| Current mood: | jazzy |
| Current music: | Stan Getz/Joao Gilberto |
Week Four (a day late): Historia Technologica
Break on Through
A general comment on the Hawisher et al text: while it appears the authors have taken great pains to be inclusive with the structure of the book, i.e. including interviews and adding sidebars along each page to bring in other voices, I find there’s a very important voice being silenced—mine! With all the text crowding in the margins, the physical layout of the book makes it very difficult for me to add my own reading notes. As a result, I don’t feel encouraged to write much of my own commentary. As I read, I also found myself skipping a lot of the “margin narratives,” because it was just too much for me to take those and the “central” narrative in at once. Nice try gals and guys, but it was a bit of a mess for this reader.
OurStory/TheirStory
After reading the Hawisher and Inman texts, I was struck by how much I learned about the history of composition in general, and not just of computers and composition. Of course, this feeling is probably unique to me because I keep identifying myself as “not (yet) a rhet/comp person.” For example, I didn’t realize that the paradigm shift from current-traditional, product-emphasis pedagogy to process emphasis pedagogy was so late—1979 to 1982 is what Hawisher records in the book. I guess I was under the impression that this emphasis began in the late 60’s, early 70’s, to follow the civil rights movement and the general progressive trends of the 60’s (process seems to equate to progress, for me). Because the process paradigm is still so well-established today, and because it seems to have been in place since I began writing, I can’t imagine a world without it. I guess I am a “process native,” similar to those “technology natives” that Dr. Blair mentioned in a reply to my last post.

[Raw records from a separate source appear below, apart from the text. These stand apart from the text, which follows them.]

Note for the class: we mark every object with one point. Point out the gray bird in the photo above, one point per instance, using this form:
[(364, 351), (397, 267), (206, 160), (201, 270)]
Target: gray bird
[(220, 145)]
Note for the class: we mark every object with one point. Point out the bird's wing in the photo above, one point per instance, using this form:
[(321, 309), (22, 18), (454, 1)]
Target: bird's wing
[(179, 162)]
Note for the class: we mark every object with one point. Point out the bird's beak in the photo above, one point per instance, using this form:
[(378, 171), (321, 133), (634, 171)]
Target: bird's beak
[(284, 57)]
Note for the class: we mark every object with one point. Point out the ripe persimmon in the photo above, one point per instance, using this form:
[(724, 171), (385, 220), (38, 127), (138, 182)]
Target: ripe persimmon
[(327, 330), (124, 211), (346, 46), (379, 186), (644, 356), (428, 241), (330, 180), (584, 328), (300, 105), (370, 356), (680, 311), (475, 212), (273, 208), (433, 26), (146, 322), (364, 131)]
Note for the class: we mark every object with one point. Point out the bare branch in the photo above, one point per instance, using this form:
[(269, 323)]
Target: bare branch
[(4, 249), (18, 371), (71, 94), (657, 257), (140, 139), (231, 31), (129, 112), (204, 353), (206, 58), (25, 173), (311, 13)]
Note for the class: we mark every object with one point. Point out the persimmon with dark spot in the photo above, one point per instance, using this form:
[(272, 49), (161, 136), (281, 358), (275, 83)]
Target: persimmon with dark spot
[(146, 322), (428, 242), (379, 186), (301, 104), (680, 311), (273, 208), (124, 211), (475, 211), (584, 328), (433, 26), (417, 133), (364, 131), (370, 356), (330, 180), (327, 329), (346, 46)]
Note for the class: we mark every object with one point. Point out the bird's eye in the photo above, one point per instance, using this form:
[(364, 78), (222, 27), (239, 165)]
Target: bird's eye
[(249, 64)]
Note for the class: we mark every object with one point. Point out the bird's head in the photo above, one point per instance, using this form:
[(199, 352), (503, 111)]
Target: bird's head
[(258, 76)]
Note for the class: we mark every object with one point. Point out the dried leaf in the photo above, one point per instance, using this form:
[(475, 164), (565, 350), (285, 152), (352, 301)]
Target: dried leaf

Anyway, when I consider the cultural narratives surrounding technology use, the first thing that comes to mind is the relationship between class and access. If you couldn’t afford to purchase the growing technology, you simply were shut out from using it, and completely out of the dialogue surrounding the development and use of technology, from education to work to play. Similarly, if your community was not privileged enough to have access to technology—say, you didn’t have up-to-date or even working computers at your local library or in your school—you were shut out. One personal class/access narrative: I recall the “Soup Labels for Computers” campaign that was pushed on all the students at my (mostly white) Catholic elementary school. Though we were a private school, our student body was composed of children from middle to low-middle class families, and we couldn’t afford to allocate much money to “luxuries” such as computers seemed to be back then. I remember my mother saving every soup label from every can of Campbell’s soup we purchased between the years of 1985-2000 (and scolding me when I forgot to save the labels) so that all the parents working together could buy a few Apple computers for our school.
Perhaps for some of us the “class gap” has narrowed in recent years, as technologies become less expensive and computers in the classroom are recognized as necessities, not luxuries, and thus more public funding goes to bringing up-to-date technology to more schools. However, that doesn’t mean that the gap has narrowed for everyone. As narratives of race are often connected to narratives of class, I suspect that people of color have experienced little change in their public educational access to technology, simply because resources in their districts remain scarce compared to white districts (whose constituents have more income, better access to talented grant writers, more influence in federal, state and local governments, etc.).
I hope to read more about class and race narratives in technology.
Hey, Julie, Where’s Your Podcast?
Yeah, that. Good podcasting takes a lot of time and effort. My computer is not the newest, I’m running a PC (a Mac might be more helpful), I don’t have a stellar microphone, I’m still learning this stuff, and I’m in grad school—that means I’m poor and busy. So maybe the Study Hall will be a monthly podcast. Don’t worry, fans (all 3 of you)—just like the Highlander, there will be another.